Yeah, shu did that.  In comment 3, he found that it was nsFocusManager that had the outstanding references.  Do you have any idea what might be going wrong with that?
(In reply to Shu-yu Guo [:shu] from comment #5)
> At time of this writing I have to to bed, so I don't know if the patch
> actually helps. If it does, feel free to push it with r=orange or something.

I talked to shu in IRC and since we are getting also windows xp etc reports he pushed a new try for all platforms - https://tbpl.mozilla.org/?tree=Try&rev=35c7285d48ff and did the retriggeres so far
Oh, sorry, totally missed comment 3.
(In reply to Shu-yu Guo [:shu] from comment #3)
> The only thing I can see entraining the leaking nsGlobalWindows other than
> what's already accounted for in the CC log is nsFocusManager. I'm not sure
> if that means something is installing focus event handlers on elements in
> that window
> or there are focus event handlers which has those windows as
> free variables. Does this ring any bells?
No, probably nothing to do with event handlers or listeners.

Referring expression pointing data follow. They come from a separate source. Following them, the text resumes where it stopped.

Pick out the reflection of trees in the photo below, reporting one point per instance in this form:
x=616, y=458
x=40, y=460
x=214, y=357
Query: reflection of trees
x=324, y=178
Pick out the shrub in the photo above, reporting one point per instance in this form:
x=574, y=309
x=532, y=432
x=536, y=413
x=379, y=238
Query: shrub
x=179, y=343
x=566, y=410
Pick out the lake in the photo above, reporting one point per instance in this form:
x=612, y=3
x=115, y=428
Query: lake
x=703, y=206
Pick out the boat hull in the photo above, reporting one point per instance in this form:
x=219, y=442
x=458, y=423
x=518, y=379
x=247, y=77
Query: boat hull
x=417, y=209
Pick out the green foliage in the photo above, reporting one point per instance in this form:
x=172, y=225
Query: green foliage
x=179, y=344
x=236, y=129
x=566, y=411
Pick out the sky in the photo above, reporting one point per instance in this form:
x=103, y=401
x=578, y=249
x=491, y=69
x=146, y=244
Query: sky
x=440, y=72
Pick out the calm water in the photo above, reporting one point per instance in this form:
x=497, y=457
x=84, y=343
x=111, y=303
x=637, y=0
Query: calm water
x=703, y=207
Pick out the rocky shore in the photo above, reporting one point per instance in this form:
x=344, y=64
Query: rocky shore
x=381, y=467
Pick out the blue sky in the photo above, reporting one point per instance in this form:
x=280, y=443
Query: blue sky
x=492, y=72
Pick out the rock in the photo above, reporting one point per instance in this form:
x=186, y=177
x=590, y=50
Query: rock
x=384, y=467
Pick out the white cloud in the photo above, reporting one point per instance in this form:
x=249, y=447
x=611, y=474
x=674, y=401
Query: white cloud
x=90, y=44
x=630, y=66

Focus just for some reason stays in the focus manager. Sounds very much like intermittent 
"leak". We could "fix" it by adding optimization to mark windows kept alive by focus manager black,
or just focus some other window when the test is about to end.
And this is very different to Bug 605294, since that was a shutdown leak.
A patch coming.
FWIW I have not had luck reproducing the other leaks in the cluster by repeatedly running the test in question until failure. Only this one produced a leak using that method. I'll try running the entire suite later to see if I can repro.
It seems like I always have to eat my words. Just reproduced the leak in browser_dbg_global-search04.js with /mach mochitest-browser --run-until-failure --repeat 100 browser/devtools/debugger/test/browser_dbg_search-global-04.js
(In reply to Shu-yu Guo [:shu] from comment #15)
> It seems like I always have to eat my words. Just reproduced the leak in
> browser_dbg_global-search04.js with /mach mochitest-browser
> --run-until-failure --repeat 100
> browser/devtools/debugger/test/browser_dbg_search-global-04.js

Very, very intermittent, however.
Olli, is it really not a bug that some windows hang around in the nsFocusManager for over an hour to almost shutdown?
Is that really the case? Are we not moving focus to anywhere else? Or are we using a separate
process here?

nsFocusManager has 3 strong refs to nsPIDOMWindow. Which one is keeping the cycle alive?
(I don't have OSX to test.)
(In reply to Olli Pettay [:smaug] from comment #18)
> Is that really the case? Are we not moving focus to anywhere else? Or are we
> using a separate
> process here?
> 
> nsFocusManager has 3 strong refs to nsPIDOMWindow. Which one is keeping the
> cycle alive?
> (I don't have OSX to test.)

Can't tell yet, lldb doesn't want to cooperate.
Some additional info for posterity: this test leaks pretty quickly for me locally on 10.9 even with bug 933882 backed out.

I am still having great difficulty reproducing the other leaks locally on 10.9.
Even with the patch for Bug 942240 there are some devtools/debugger leaks.

Is something else than nsFocusManager keeping stuff alive?
(In reply to Olli Pettay [:smaug] from comment #21)
> Even with the patch for Bug 942240 there are some devtools/debugger leaks.
> 
> Is something else than nsFocusManager keeping stuff alive?

Testing your patch now with this leak that I can reproduce locally. I wish I could tell you what's up with the other leaks, but I can't reproduce those locally.
Bad news. With the patch from 942240 browser_dbg_conditional-breakpoints-02.js still leaks locally on 10.9 :(
I don't really have any idea why this is happening, but the workaround seems fine to me. If the leak is in the focus manager, would focusing on another element right before finishing the test work too?
Flags: needinfo?(past)
Shu, I've gotten my hands on an OSX 10.8 machine. Could you attach the .mozconfig file you're using (that includes debugger symbols)?
Flags: needinfo?(shu)
(In reply to Jim Blandy :jimb from comment #25)
> Shu, I've gotten my hands on an OSX 10.8 machine. Could you attach the
> .mozconfig file you're using (that includes debugger symbols)?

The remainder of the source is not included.